E-mail comments, 50 words or fewer, to email@example.com
I believe all political ads on TV should be preceded by a Preparation H ad and followed by an antidiarrheal ad.
I find it sad that not one political ad I have seen mentioned any idea on improving this country. If you want my vote, tell me what you are going to do to turn our society around. Don’t just try to convince me you are the lesser of two evils.
Never miss a local story.
If your decision at the ballot box is based upon the political ads that you have seen on television, you are an uninformed voter.
I keep seeing people bashing Americans for Prosperity. What about the unions? George Soros? Warren Buffett? It sounds like Democrats are mad about getting beaten at their own game.
Anyone running for office and still stating he is going to repeal Obamacare does not get my vote. If you say you are going to fix, edit or repair it, then fine. But it is a law. Get over it.

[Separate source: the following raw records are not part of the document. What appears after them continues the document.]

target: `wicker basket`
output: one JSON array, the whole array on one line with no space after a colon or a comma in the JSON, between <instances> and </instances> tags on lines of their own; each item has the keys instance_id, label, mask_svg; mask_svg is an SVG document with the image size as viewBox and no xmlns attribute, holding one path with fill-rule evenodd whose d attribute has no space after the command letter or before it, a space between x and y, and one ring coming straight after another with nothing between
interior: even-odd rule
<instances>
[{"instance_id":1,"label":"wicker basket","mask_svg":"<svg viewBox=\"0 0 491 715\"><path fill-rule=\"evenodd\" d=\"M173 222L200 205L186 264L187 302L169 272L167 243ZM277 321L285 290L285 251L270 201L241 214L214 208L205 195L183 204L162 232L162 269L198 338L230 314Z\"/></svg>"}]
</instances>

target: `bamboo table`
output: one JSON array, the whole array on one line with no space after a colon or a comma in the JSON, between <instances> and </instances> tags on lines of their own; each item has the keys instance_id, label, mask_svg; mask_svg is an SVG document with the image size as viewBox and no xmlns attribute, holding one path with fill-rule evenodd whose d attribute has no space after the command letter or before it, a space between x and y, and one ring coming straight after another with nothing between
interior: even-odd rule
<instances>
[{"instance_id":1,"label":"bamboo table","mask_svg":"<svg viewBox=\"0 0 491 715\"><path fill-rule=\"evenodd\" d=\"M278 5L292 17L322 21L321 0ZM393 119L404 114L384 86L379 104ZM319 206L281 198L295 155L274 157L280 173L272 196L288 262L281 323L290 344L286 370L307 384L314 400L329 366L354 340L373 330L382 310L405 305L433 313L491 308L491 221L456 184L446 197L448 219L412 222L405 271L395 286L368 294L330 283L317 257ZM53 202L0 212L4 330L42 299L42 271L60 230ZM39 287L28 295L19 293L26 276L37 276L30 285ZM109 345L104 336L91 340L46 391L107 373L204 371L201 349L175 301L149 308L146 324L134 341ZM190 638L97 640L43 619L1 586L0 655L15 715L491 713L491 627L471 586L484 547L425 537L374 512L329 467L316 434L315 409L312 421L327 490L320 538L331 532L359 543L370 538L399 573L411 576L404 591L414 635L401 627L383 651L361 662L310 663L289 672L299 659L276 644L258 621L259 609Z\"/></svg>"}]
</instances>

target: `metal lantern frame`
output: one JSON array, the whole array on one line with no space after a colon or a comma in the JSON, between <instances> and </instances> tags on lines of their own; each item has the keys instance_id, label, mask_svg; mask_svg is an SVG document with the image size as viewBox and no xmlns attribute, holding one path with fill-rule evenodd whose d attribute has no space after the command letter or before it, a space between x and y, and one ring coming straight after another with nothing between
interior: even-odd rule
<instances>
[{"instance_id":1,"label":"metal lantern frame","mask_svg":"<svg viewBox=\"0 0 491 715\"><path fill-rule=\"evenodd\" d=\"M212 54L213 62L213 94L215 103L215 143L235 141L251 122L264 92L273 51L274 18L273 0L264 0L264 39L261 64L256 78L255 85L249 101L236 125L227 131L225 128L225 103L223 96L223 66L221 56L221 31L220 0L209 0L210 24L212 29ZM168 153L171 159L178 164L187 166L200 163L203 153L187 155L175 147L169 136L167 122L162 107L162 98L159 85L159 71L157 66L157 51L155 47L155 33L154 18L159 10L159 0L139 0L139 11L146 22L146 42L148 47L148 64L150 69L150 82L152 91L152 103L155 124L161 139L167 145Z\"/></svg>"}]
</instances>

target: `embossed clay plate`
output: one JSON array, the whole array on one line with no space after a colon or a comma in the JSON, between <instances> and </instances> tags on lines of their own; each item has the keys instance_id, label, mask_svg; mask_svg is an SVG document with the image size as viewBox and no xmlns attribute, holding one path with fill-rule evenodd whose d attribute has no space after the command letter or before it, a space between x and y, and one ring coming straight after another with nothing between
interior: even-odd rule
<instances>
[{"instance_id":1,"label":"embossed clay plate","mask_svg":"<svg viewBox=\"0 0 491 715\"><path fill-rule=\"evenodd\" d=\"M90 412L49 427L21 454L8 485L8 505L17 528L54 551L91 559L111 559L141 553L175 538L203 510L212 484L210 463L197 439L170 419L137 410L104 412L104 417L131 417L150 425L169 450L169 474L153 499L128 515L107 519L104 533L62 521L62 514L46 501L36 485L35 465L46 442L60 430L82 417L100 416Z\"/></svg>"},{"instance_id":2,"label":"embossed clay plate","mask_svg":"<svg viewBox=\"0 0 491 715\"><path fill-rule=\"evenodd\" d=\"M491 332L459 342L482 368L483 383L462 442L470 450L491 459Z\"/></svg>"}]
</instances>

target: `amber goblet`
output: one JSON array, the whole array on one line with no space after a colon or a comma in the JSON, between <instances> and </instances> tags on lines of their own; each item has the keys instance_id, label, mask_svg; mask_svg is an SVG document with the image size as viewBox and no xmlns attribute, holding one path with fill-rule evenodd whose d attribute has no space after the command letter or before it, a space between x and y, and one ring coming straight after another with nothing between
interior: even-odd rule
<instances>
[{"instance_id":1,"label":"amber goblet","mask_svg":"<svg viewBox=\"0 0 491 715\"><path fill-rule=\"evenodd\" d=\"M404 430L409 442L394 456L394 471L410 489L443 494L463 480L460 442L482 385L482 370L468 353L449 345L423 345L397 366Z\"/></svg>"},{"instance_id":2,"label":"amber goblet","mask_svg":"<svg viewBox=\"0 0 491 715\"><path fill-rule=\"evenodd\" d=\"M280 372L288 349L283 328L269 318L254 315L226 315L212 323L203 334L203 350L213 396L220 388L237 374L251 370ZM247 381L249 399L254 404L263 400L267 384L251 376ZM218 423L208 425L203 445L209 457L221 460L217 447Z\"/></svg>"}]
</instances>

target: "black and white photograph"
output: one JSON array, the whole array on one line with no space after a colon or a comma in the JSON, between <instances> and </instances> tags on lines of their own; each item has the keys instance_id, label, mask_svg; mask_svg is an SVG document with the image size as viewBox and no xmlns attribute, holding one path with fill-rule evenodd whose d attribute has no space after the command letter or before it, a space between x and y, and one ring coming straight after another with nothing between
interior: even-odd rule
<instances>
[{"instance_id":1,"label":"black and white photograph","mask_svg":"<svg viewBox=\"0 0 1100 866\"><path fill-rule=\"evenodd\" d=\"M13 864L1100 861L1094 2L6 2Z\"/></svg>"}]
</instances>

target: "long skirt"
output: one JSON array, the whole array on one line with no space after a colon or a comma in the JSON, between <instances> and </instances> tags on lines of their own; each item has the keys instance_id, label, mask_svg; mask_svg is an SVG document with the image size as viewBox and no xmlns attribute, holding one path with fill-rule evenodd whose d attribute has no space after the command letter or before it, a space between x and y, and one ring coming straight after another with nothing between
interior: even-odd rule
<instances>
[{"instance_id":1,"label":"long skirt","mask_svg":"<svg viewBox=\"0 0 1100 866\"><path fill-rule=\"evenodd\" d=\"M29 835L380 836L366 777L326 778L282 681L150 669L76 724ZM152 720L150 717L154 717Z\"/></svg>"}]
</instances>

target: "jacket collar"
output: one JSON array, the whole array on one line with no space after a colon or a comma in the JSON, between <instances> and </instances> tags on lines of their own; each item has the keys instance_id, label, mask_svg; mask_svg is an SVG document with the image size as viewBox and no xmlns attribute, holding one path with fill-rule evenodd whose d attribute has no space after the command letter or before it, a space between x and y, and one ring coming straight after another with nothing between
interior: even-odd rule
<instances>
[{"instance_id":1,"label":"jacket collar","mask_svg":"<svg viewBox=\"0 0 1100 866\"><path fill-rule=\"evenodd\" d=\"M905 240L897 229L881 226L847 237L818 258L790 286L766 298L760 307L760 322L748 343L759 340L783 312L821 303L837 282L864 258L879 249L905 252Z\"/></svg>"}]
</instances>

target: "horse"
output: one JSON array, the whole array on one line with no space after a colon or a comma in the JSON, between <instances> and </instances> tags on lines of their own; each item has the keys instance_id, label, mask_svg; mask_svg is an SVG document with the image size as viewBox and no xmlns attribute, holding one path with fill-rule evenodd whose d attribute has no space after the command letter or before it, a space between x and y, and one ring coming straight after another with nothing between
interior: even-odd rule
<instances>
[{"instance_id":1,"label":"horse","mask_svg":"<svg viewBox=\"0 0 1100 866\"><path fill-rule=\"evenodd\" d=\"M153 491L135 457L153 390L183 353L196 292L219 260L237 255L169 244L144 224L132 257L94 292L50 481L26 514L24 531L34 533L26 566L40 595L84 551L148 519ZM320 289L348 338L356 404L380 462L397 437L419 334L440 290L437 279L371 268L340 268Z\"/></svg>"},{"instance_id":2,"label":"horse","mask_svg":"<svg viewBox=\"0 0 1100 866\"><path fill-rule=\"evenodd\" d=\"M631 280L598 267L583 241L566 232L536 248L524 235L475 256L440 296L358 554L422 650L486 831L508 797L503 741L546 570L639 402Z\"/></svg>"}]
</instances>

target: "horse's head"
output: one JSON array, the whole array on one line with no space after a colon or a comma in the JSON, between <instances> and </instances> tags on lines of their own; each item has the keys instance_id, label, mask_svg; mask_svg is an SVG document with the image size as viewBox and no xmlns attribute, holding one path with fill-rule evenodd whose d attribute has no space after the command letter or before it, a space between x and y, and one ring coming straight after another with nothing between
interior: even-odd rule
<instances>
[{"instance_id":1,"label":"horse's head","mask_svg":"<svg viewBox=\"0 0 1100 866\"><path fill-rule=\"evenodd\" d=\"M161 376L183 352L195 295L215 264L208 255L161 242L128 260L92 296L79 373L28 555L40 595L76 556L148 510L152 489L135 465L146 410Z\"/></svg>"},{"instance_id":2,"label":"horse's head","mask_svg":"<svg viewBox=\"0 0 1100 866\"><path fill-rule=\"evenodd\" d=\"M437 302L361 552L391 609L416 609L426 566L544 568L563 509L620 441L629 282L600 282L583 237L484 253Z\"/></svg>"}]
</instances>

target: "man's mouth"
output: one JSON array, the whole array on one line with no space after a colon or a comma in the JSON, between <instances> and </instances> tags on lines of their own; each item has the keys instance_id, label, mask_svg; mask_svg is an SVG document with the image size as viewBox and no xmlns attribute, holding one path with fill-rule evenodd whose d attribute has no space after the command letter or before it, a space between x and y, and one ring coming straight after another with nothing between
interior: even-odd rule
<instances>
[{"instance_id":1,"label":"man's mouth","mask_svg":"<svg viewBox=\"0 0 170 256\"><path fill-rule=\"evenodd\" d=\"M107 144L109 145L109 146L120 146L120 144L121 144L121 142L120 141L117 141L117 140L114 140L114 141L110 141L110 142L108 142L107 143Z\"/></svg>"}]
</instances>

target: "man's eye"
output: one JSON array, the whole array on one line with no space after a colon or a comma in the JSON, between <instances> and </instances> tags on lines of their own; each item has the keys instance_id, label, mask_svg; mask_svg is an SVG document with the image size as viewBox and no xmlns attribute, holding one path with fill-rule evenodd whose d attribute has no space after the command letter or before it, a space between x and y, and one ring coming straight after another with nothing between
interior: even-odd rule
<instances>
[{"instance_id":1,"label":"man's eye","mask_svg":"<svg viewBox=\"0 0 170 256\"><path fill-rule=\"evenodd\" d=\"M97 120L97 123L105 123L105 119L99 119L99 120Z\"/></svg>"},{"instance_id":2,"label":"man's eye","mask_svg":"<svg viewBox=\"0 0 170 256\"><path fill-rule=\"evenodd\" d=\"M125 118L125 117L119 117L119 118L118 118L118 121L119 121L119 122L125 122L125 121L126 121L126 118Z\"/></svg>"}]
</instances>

After another summer of other people feeding your children, it’s time to get in line for those free school supplies and clothes. And don’t forget to sign up for those free school lunches. We wouldn’t want the children you produced to miss out on throwing away food at lunchtime.
While in Kansas City, President Obama told the crowd, “Imagine how much further along we’d be, how much stronger our economy would be, if Congress was doing its job.” Yep, and you don’t have to imagine how bad off we are because of Obama doing his job.
How do you tell the difference between a Republican and a Democrat? Republicans sign their checks on the front. Democrats sign their checks on the back.
Human resources managers should offer feedback by using traffic light communication. An explanation would not be necessary if they would just check one of three indicating circles: Go for it, an outside chance, or stop hoping. This would help job searchers tremendously.
My “midyear” resolution is to slow down to the speed limit when I see you riding my bumper. Once I see you start to pass, I will speed up 10 mph, just to make sure you can’t pass me.
Why are Wichita’s pretty new buses running on diesel fuel instead of natural gas?
Why do your grown children have to look for messages on their cellphone every three minutes but expect you to believe they didn’t see the message you sent and wanted an answer to?